Grande ammiratore della musica italiana, dalla policoralità dei Gabrieli alla monodia monteverdiana, ne ripropose gli stili, adattandoli alla lingua tedesca. Così, nella sua seconda raccolta, Psalmen Davids (1619), si dimostrò già profondo conoscitore sia della polifonia, sia del “recitar cantando”, mentre nelle cinque Historiae (di cui pubblicò solo l'oratorio di Pasqua nel 1623) e nelle Cantiones sacrae (1625) raggiunse grande efficacia nelle situazioni drammatiche, portando a straordinari risultati espressivi il madrigale monodico.

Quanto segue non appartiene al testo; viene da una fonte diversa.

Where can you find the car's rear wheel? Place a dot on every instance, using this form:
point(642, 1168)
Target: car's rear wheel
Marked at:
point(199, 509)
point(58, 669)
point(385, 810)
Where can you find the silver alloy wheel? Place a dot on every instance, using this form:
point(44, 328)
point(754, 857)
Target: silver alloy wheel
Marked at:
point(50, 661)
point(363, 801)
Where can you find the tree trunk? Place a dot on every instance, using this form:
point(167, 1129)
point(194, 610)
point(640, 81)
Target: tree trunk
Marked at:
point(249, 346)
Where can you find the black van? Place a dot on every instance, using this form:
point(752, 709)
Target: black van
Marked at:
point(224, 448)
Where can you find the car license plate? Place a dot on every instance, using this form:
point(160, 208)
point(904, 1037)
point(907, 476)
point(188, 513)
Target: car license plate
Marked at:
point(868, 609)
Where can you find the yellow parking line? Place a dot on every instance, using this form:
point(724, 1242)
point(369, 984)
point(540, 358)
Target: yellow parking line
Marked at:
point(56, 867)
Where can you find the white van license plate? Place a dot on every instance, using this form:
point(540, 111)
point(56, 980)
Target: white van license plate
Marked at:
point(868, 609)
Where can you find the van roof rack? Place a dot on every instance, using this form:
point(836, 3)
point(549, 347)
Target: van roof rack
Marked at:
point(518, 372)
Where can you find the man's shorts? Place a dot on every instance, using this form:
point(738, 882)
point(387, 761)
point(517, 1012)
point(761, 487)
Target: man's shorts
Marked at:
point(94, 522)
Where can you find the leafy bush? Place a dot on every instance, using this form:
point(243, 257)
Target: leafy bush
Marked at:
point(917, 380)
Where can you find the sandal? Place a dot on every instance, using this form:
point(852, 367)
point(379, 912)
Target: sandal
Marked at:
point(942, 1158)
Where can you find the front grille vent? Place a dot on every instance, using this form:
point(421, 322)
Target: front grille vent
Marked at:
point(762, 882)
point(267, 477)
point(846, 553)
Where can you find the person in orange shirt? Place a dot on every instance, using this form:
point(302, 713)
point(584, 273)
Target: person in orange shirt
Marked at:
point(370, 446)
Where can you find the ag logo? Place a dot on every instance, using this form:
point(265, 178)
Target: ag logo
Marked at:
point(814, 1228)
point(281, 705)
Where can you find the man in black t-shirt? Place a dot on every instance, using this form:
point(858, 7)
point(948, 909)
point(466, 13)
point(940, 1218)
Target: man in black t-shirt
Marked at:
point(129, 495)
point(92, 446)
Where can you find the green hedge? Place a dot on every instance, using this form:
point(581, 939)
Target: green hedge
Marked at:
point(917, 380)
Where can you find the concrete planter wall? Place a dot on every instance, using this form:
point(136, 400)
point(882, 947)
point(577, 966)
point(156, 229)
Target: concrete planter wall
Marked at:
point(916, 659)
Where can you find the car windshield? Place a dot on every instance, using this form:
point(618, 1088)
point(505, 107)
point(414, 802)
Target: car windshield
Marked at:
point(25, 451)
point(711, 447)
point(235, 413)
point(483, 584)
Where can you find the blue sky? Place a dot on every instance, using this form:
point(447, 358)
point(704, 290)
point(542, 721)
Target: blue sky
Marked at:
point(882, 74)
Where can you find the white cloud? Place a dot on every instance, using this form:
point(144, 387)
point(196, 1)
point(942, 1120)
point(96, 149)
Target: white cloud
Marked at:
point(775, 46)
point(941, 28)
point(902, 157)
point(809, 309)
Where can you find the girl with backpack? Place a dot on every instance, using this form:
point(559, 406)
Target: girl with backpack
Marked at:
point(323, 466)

Compose inoltre la prima opera in lingua tedesca (Dafne, 1627), su libretto di M. Opitz, che lo tradusse da quello di O. Rinuccini, servito per l'opera di J. Peri (1597); la musica è andata purtroppo perduta. Del 1629 sono le Symphoniae sacrae II, esempio insigne di stile concertato, e del 1645 i Sieben Worte Jesu Christi (Le sette parole di Gesù Cristo), capolavoro in cui sono riuniti elementi propri del mottetto, dello stile concertante veneziano e del recitativo drammatico. Le opere della maturità nacquero dopo la seconda ricostituzione della cappella di Dresda: Geistliche Chor Musik (1648; Musica spirituale per coro), Symphoniae sacrae III (1650), Zwölf geistliche Gesänge (1657; Dodici canti spirituali), Weihnachtshistoria (1660-64; L'oratorio di Natale), le tre Passioni (Luca, Matteo, Giovanni; 1665-66) e, ultimo lavoro e grande affresco polifonico, il Deutsches Magnificat (1671; Il Magnificat tedesco).

Bibliografia

W. S. Huber, Motivsymbolik bei Heinrich Schütz, Basilea, 1961; F. Civra, Heinrich Schütz, musicus excellentissimus, Cuneo, 1987.